De inicio, la cita tuvo unos protagonistas bien distintos. Aleix Espargaró (Aprilia) salió como un tiró nada más apagarse el semáforo desde la segunda línea de la formación de salida y en un bonito interior en la apurada de frenada de final de recta se coló a Mika Kallio (KTM).
Con el joven español como líder transcurrieron los dos primeros giros, en los que el finlandés no aguantó demasiado ante la presión tanto de Simoncelli como de otro español, Julián Simón (KTM), quien estuvo muy agresivo y eficaz mientras su moto se lo permitió.
Tras dos primeras vueltas en las que Aleix Espargaró marcó el ritmo, por detrás de él se fueron colocando los aspirantes al podio y al campeonato, ya que Álvaro Bautista, que estaba en la primera línea con el segundo mejor tiempo no salió bien y tras concluir el primer giro era séptimo.
Desde esa posición comenzó a remontar, no sin ciertos problemas, hasta colocarse a rebufo de Simoncelli y el resto de integrantes del grupo de cabeza, que en el séptimo giro ya integraban sólo cuatro pilotos, el japonés Hiroshi Aoyama (KTM), autor del mejor tiempo de entrenamientos, Simoncelli, Bautista y Simón.
Por entonces, tanto el japonés Yuki Takahashi (Honda), que había ido delante, como Aleix Espargaró se quedaron descolgados, pero todavía iban a producirse una serie de acontecimientos que precipitarían el título del italiano.

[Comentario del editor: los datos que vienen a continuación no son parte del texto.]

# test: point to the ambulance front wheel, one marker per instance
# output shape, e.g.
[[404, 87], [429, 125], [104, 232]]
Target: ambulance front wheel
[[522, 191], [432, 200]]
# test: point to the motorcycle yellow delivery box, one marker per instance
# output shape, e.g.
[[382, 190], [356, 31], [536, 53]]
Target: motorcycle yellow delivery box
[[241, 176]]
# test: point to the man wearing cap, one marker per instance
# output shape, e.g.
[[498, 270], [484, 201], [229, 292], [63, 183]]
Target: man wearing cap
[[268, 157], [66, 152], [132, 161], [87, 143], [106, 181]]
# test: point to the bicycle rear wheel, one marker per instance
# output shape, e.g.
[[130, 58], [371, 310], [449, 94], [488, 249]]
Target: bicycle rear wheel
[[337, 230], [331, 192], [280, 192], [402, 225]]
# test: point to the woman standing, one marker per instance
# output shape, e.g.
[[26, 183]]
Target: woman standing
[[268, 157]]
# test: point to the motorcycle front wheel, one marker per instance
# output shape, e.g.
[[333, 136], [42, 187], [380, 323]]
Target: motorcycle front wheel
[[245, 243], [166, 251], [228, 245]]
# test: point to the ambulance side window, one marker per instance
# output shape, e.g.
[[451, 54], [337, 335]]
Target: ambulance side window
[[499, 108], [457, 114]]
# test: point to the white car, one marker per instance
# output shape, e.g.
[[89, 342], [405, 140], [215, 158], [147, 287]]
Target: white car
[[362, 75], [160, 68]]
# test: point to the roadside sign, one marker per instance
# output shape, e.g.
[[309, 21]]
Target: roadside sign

No las tuvo todas consigo Simoncelli, pues en el undécimo giro un susto de su moto se lo hizo pasar muy mal, se repuso sin excesivos problemas y una vuelta después vio como la moto de Julián Simón, el único que le podía dejar fuera del podio y por tanto del título mundial, se iba camino de sus talleres con el motor de su KTM roto.
La carrera por el título estaba sentenciada y también el gran premio malayo, pues por entonces Bautista ya tenía una ventaja importante sobre el segundo clasificado, Aoyama, y Simoncelli marchaba cómodo en una tercera plaza que le daba el título mundial de forma matemática.
Aún así, el representante del motociclismo español quiso demostrar que él ha sido uno de los referentes a lo largo de la temporada y en el último giro se permitió la licencia de conseguir la vuelta rápida de carrera y un nuevo récord de la cilindrada, que hasta ahora era obra de otro español, Daniel Pedrosa (Honda), nada menos que desde 2004.
Con las posiciones de podio resueltas de antemano, la lucha se centró en las siguientes posiciones, pues por el cuarto lugar hubo idéntico número de pilotos luchando, pero a la postre fue el nipón Takahashi quien se hizo con ella, seguido por Aleix Espargaró, que frenó la ascensión de su compañero de equipo Alex Debón, y el italiano Roberto Locatelli (Gilera).